Organizations are increasingly recognizing the value of data collaboration
for data analytics purposes. Yet, stringent data protection laws prohibit the
direct exchange of raw data. To facilitate data collaboration, federated
Learning (FL) emerges as a viable solution, which enables multiple clients to
collaboratively train a machine learning (ML) model under the supervision of a
central server while ensuring the confidentiality of their raw data. However,
existing studies have unveiled two main risks: (i) the potential for the server
to infer sensitive information from the client's uploaded updates (i.e., model
gradients), compromising client input privacy, and (ii) the risk of malicious
clients uploading malformed updates to poison the FL model, compromising input
integrity. Recent works utilize secure aggregation with zero-knowledge proofs
(ZKP) to guarantee input privacy and integrity in FL. Nevertheless, they suffer
from extremely low efficiency and, thus, are impractical for real deployment.

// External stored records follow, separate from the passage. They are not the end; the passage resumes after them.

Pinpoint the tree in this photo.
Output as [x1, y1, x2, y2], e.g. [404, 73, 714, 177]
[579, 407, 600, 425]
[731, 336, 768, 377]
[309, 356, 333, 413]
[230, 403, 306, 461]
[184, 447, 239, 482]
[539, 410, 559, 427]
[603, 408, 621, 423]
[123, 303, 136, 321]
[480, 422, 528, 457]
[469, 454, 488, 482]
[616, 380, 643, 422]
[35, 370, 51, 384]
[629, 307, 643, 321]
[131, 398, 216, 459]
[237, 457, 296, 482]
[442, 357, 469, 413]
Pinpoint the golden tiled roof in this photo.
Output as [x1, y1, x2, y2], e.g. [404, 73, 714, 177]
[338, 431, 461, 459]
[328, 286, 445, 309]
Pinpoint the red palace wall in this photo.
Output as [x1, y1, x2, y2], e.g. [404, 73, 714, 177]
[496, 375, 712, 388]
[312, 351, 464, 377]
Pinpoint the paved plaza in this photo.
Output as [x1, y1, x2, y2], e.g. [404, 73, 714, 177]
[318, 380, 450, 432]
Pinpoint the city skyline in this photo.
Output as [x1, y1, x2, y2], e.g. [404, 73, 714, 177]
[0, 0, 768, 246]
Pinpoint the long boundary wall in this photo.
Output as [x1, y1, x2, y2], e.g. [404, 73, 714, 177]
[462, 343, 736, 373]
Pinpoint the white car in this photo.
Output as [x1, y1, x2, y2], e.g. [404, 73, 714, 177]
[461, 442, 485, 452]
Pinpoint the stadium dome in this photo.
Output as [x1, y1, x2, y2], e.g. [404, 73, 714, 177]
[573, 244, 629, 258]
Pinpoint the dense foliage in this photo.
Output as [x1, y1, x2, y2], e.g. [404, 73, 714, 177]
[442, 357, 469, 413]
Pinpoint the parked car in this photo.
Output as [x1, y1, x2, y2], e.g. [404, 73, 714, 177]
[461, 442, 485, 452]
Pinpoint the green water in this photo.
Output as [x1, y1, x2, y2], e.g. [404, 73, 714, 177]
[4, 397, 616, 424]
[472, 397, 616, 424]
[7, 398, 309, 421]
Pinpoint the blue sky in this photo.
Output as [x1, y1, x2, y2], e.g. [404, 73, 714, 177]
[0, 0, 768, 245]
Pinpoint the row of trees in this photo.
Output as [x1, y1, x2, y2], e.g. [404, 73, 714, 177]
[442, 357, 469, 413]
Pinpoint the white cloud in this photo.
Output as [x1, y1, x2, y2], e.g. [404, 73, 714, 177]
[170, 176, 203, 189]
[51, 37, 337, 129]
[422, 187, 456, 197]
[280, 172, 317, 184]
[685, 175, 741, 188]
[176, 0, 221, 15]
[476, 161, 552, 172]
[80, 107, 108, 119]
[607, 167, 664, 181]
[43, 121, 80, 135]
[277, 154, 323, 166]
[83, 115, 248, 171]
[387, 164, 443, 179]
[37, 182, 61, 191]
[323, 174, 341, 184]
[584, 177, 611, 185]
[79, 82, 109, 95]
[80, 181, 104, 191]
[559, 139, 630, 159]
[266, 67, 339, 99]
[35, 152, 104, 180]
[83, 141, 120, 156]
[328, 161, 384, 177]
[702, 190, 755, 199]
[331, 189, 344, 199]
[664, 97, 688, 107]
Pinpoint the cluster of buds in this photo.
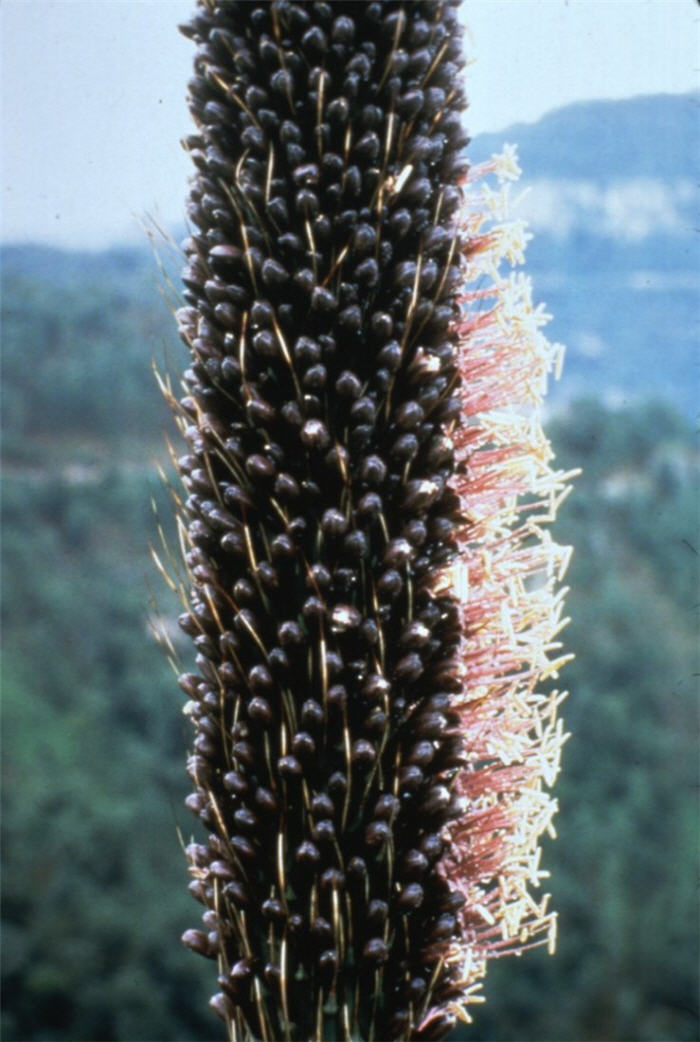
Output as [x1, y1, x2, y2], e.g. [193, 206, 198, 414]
[156, 0, 564, 1040]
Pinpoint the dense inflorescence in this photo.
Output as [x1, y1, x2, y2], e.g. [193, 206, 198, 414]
[170, 0, 466, 1039]
[162, 0, 566, 1040]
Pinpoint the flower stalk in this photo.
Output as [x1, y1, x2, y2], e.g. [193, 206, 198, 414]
[165, 0, 569, 1042]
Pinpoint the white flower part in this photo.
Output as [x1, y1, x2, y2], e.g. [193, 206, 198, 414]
[494, 144, 522, 181]
[424, 146, 573, 1024]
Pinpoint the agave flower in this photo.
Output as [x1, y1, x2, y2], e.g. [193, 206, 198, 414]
[157, 0, 568, 1040]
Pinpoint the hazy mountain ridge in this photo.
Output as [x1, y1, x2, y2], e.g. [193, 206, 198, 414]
[470, 93, 700, 416]
[2, 93, 700, 416]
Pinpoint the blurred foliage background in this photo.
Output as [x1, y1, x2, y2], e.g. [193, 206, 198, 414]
[2, 91, 700, 1042]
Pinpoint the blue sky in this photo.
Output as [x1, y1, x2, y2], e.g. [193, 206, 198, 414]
[0, 0, 700, 248]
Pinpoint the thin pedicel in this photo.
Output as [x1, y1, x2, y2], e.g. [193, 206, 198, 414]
[157, 0, 568, 1040]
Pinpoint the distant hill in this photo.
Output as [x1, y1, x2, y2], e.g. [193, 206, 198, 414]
[470, 93, 700, 417]
[470, 92, 700, 183]
[2, 94, 700, 427]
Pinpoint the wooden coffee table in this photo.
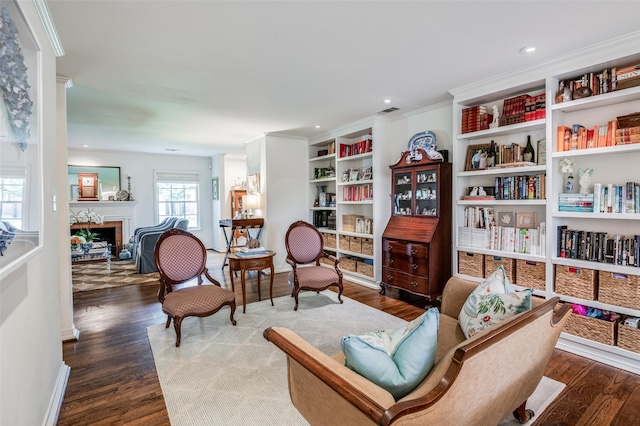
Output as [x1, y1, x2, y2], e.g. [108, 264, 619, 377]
[227, 250, 276, 313]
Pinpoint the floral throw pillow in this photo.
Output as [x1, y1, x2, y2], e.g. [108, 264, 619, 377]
[458, 266, 533, 338]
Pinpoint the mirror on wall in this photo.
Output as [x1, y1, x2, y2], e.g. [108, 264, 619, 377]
[67, 165, 120, 201]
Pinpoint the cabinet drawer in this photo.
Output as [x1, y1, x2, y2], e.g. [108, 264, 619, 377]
[383, 240, 428, 258]
[382, 252, 429, 276]
[382, 266, 429, 294]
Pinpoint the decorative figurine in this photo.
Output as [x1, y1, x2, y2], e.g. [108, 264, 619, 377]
[578, 167, 593, 194]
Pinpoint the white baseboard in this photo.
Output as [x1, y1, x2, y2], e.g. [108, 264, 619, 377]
[62, 324, 80, 342]
[42, 362, 71, 426]
[556, 333, 640, 374]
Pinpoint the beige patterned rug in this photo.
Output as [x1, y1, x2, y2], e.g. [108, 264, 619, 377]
[147, 291, 565, 426]
[71, 260, 159, 293]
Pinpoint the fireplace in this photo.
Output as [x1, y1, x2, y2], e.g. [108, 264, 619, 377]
[70, 220, 122, 258]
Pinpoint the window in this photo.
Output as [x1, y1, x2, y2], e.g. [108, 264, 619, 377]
[155, 172, 200, 229]
[0, 176, 26, 229]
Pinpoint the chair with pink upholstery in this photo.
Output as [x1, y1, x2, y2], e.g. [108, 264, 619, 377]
[285, 221, 342, 311]
[154, 228, 236, 346]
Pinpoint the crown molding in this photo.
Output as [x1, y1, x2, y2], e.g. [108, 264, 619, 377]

In this paper, we propose a novel and highly efficient solution RiseFL for
secure and verifiable data collaboration, ensuring input privacy and integrity
simultaneously.Firstly, we devise a probabilistic integrity check method that
significantly reduces the cost of ZKP generation and verification. Secondly, we
design a hybrid commitment scheme to satisfy Byzantine robustness with improved
performance. Thirdly, we theoretically prove the security guarantee of the
proposed solution. Extensive experiments on synthetic and real-world datasets
suggest that our solution is effective and is highly efficient in both client
computation and communication. For instance, RiseFL is up to 28x, 53x and 164x
faster than three state-of-the-art baselines ACORN, RoFL and EIFFeL for the
client computation.